/Sprint-2012-11-Block-2-2

StandUP 3/21/2012

Skye.

New Dataone skin in mercury, mostly stylesheet and html clean up. test indexing and mercury.

Andy.

couple of issues with cli deployment. new issue in python 2 with unicode issues.

Chris.

working on the sandbox sync and repl errors. Issues with sax parsing in EML. Knb datastore may not have correct eml or schema validation. known good eml documents to ensure sync is working without those kinds of problem. couple of issues with setting replication status. lastly, need to get GMN in the mix. working with Roger to push content towards GMN.
There maybe problems due to bogus EML data in

Ben.

There maybe problems due to bogus EML, maybe an issue in transfering the EML from MN to CN endpoints. Need to isolate the issue into one of the components.

Roger

Stress testing. Ready to point it to an MN in the sandbox. What limitations, type of object, should be considered legitimate.

Rob.

Working on caching issue for CNs, where D1Client holds a static nodelist for looking up basurls unless a noderef is not found. committed changes to trunk. caching issues: we have multiple ways of caching node lists, may want to make that uniform down the road. For today, looking to how to be helpful towards current release, otherwise will "look towards the future" wrt libclient capabilities.

Robert.

Testing synchronization. Fixed a bug . Found an issue with identifier manager regarding use of special characters in a qeury string.

So priorities:

1, Synchronization must work as expected for all valid content
available on MNs. Copies of science metadata must be pulled to the CNs
and be retrievable.

* Need to test on dev or other localnet machines, EML that fails on sandbox and also test out other standards for sciMetadata (like FGDC)

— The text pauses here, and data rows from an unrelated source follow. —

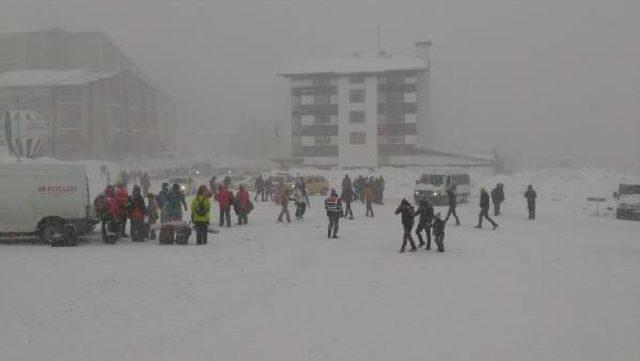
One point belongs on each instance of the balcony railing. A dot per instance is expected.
(397, 129)
(313, 109)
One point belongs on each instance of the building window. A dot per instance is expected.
(357, 138)
(356, 96)
(356, 79)
(306, 99)
(322, 119)
(321, 98)
(356, 116)
(321, 82)
(323, 140)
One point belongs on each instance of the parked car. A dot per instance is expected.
(49, 200)
(187, 185)
(628, 201)
(316, 185)
(281, 178)
(433, 187)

2. Indexing should work for the majority of content pulled to the CNs.
There may be some instances of EML (or perhaps other formats) that the
indexer has trouble with. These should be identified and parsing rules
modified as necessary

* Limited to Metacat MNs currently since only EML is supported. To include FGDC, need to point Skye to old code that has xpath rules in them. Start conversation with Dryad, do not know what format they will be sending us. [Let's use cn-dev for this work until sandbox issues are resolved]

3. The Mercury UI is closely tied to #2 and must show only public
content and "show full metadata" needs to work for all indexed science
metadata.

* Works for EML. Strategy should work FGDC, but not tested. Have not tested the ORE resource maps. Needs ORE testing on development. EML on demo node, there is a class that needs to be run and it will create an ORE association. Pretty easy.

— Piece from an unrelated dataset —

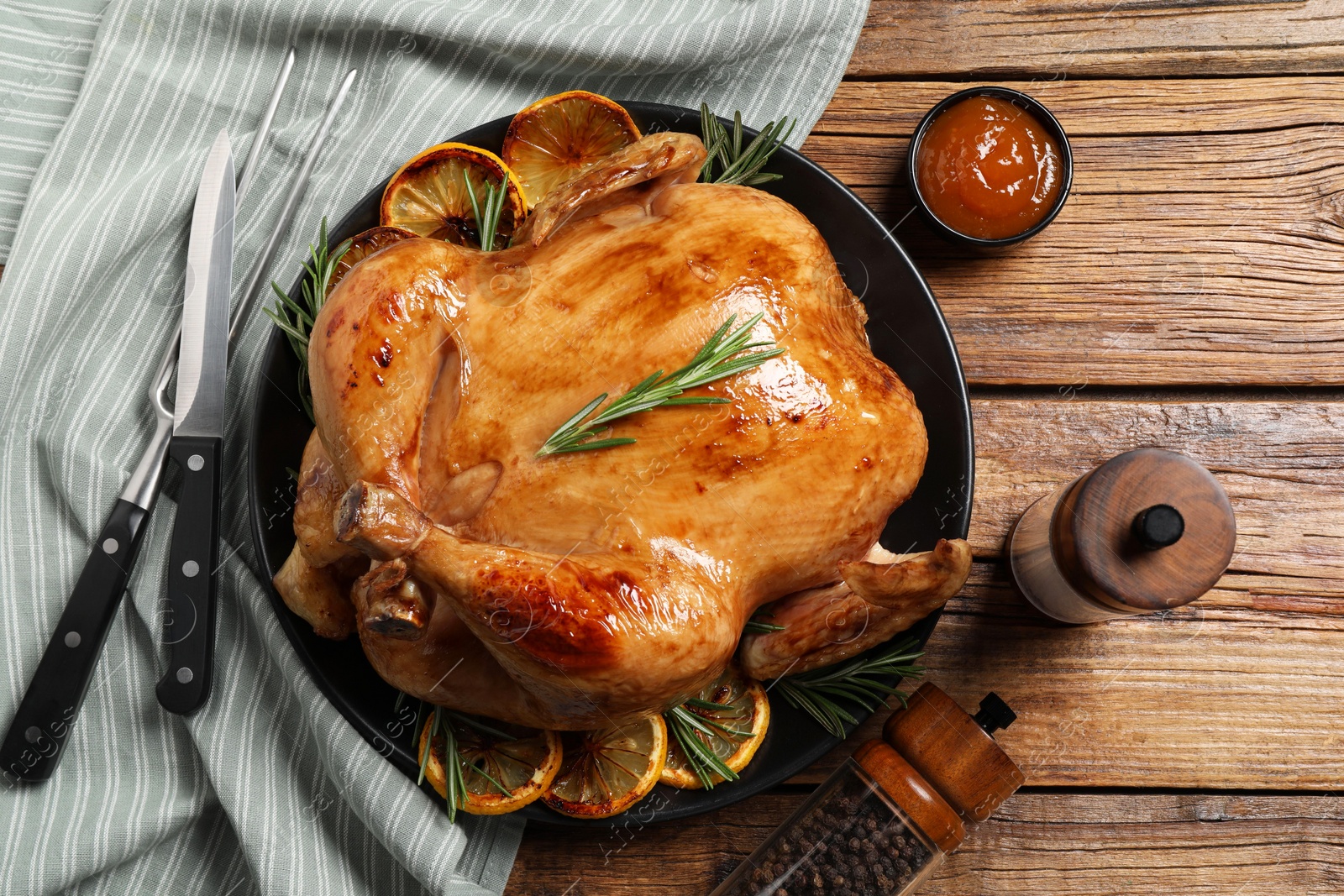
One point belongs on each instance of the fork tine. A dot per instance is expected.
(264, 128)
(286, 214)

4. Replication. This is a lower priority because it's not so visible,
but is recorded as a deliverable at public release. Replication needs
to work for all content that is recoded through the synchronization
process. Replication between Metacats must work since this is
necessary for early MNs participating in the public release.
Replication to GMN is also really important because that helps us
verify the APIs are operating as expected.

* Metacat replication between CNs appear to be working, maybe there is a permission issue in setReplicationStatus() on the final call to set 'COMPLETED' but we have seen Metacat MN-MN replication is ok.

5. Log aggregation is initially less visible than the other services,
but is important especially for MN operators and data contributors.
Ideally, log aggregation should also be useful to us for tracing
content access. To that end, it seems that we did omit a fairly
obvious use case for log aggregation, which is the ability to retrieve
log info for a PID (assuming appropriate permission). I suggest adding
another parameter to the CN to support matching the start of PIDs -
see the bottom of the pagehttp://mule1.dataone.org/ArchitectureDocs-current/apis/CN_APIs.html
for some brief notes on this.

* adding in new features should be reconsidered
* log aggregation still needs a lot of testing.

6. Client tools. The CLI is a great start down this road. We need to
exercise it, use it for testing access to content, adding content etc.
It provides a convenient platform that we can add operations / tools
that can assist with debugging and verification of operations. I have
also pulled together a few bash + xmlstarlet based scripts under
d1_client_bash that are limited but may be helpful when debugging.

The general timeline, or order of things, is:

1. Provide access to the sandbox environment for the LT. I think we
can actually do this pretty much right away. It will take a while for
folks to poke around and get a feel for the Mercury UI, but you can
pretty much guarantee they will search and try to download content
through Mercury, For this we only need a small number of records (100
or so), but they should be real content.

2. Add in the DAAC MN. It is tier 1 so should work. If not Jim Green
and Giri will need to be notified.

3. Increase the number of records from KNB. Should try to expand to
the whole number of records.

* reasonable to expect to make it this far, this week.

4. Gather feedback from LT and figure out how to incorporate suggestions.

* probably this milestone by close of week.

5. Update to the next RC, including changes from 4 where possible.

* possibly this weekend.

6. Broader audience review (whole project)

7. Update as necessary

8. Release when everything appears in order.